Difficulties fitting a mixture of dirichlet distributions

I’m trying to fit a mixture of dirichlet distributions but am running into difficulties. While I don’t get any errors, the fits that I get are obviously incorrect. Here is my code:

%pylab inline
import numpy as np
import pymc3 as pm
import theano.tensor as tt
import pandas as pd
import random
import math


def create_data():
    dir1 = pm.distributions.multivariate.Dirichlet.dist(np.array([1, 5, 2]))
    dir2 = pm.distributions.multivariate.Dirichlet.dist(np.array([7, .5, 1]))
    dir3 = pm.distributions.multivariate.Dirichlet.dist(np.array([2, 3, 3]))
    data = np.concatenate((dir1.random(size=700), dir1.random(size=200), dir1.random(size=100)), axis=0)
    return data

def dirichlet(n_dim, suffix=""):
    if not isinstance(suffix, str):
        suffix = str(suffix)
    b = pm.HalfNormal("b" + suffix, sigma=10)
    a = pm.Dirichlet("a" + suffix, np.ones(n_dim))
    c = pm.Deterministic("c" + suffix, a * b)
    return pm.Dirichlet.dist(c, shape=3)

def stick_breaking(beta):
    portion_remaining = tt.concatenate([[1], tt.extra_ops.cumprod(1 - beta)[:-1]])
    return beta * portion_remaining
    
def estimate_model(data, n_clusters, n_features):
    with pm.Model() as model:
        alpha = pm.Gamma('alpha', 1., 1.)
        beta = pm.Beta('beta', 1, alpha, shape=n_clusters)
        w = pm.Dirichlet('w', stick_breaking(beta), shape=n_clusters)
        obs = pm.Mixture('obs', w, [dirichlet(3, k) for k in range(n_clusters)], observed=data)
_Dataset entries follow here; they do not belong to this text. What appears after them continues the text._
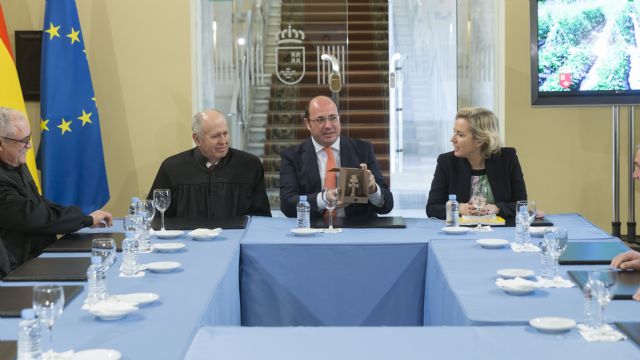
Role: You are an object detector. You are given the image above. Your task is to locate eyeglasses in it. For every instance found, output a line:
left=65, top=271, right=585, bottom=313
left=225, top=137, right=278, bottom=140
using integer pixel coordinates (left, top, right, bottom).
left=308, top=114, right=339, bottom=126
left=0, top=135, right=31, bottom=146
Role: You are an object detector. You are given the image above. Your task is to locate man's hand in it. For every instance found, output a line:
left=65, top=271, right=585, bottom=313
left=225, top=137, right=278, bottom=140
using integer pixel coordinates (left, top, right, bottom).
left=90, top=210, right=113, bottom=228
left=610, top=251, right=640, bottom=270
left=359, top=163, right=378, bottom=194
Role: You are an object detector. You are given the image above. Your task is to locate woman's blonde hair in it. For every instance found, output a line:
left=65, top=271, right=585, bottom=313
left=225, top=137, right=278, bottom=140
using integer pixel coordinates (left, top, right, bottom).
left=456, top=107, right=502, bottom=158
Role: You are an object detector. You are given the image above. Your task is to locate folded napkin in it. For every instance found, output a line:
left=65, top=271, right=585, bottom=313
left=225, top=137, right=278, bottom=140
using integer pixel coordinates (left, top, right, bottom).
left=41, top=350, right=74, bottom=360
left=190, top=228, right=222, bottom=237
left=496, top=277, right=537, bottom=290
left=535, top=276, right=575, bottom=288
left=510, top=243, right=541, bottom=253
left=318, top=228, right=343, bottom=233
left=470, top=224, right=493, bottom=232
left=119, top=269, right=145, bottom=278
left=577, top=324, right=627, bottom=342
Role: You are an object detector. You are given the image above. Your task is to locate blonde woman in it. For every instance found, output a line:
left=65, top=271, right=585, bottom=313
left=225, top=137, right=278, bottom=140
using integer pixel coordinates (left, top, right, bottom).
left=426, top=107, right=527, bottom=222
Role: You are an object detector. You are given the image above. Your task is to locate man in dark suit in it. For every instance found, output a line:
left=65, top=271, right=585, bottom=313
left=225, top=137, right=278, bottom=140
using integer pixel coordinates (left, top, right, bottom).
left=279, top=96, right=393, bottom=218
        trace = pm.sample(50000, tune=10000)
        pm.traceplot(trace, ["w", "a0", "b0", "c0", "a1", "b1", "c1"])
        return pm.summary(trace)

data = create_data()
summ = estimate_model(data, 10, 3)
print(summ)

To match the data generating process, I should end up with 3 w’s with significant weight, at about .7, .2, and .1, and the c’s should reflect the vectors in the create_data method. I never get anything close to this result.

Any suggestions?

If it helps, here are the warnings I get when running:

Sampling 4 chains for 2_000 tune and 10_000 draw iterations (8_000 + 40_000 draws total) took 250 seconds.
There were 7001 divergences after tuning. Increase `target_accept` or reparameterize.
The acceptance probability does not match the target. It is 0.7014387282091336, but should be close to 0.8. Try to increase the number of tuning steps.
There were 7056 divergences after tuning. Increase `target_accept` or reparameterize.
There were 6769 divergences after tuning. Increase `target_accept` or reparameterize.
There were 6957 divergences after tuning. Increase `target_accept` or reparameterize.
The acceptance probability does not match the target. It is 0.6761237144949118, but should be close to 0.8. Try to increase the number of tuning steps.
The rhat statistic is larger than 1.4 for some parameters. The sampler did not converge.
The estimated number of effective samples is smaller than 200 for some parameters.

My traceplot looks like:

I have tried looking in previous discourse threads for answers, but have been unable to find any that address my situation. Is there any additional information I need to provide?

Hi @72nd,
Dirichlet mixtures are quite hard to fit. I’m not well versed in it, but I’m guessing you have a “label-switching” problem: your cs seem to be multimodal. A usual fix is to constrain the cs to be ordered, IIRC.
You can find a good introduction to these models in @aloctavodia’s book, Bayesian Analysis with Python.
Hope this helps :vulcan_salute:

1 Like

@AlexAndorra, thank you so much for replying.
I’d run across the ordering solution in the past, but I don’t think I can apply it to multivariate data because there isn’t an ordering on tuples. Per your suggestion, I tried ordering the b’s, since they can be ordered. It did not meaningfully change the fit behavior, probably because the a’s kept label switching. It strikes me as plausible that ordering the a’s by their first component might fix this problem, but I don’t know how to do that. Is there some way to use an ordering transform on multidimensional data that I’m not aware of?

I’m sorry, I don’t know much about this type of models yet :confused:
Maybe other people here will be able to help you. I also hope you’ll be able to find something useful in Osvaldo’s book.
Good luck with this, and sorry I couldn’t help more!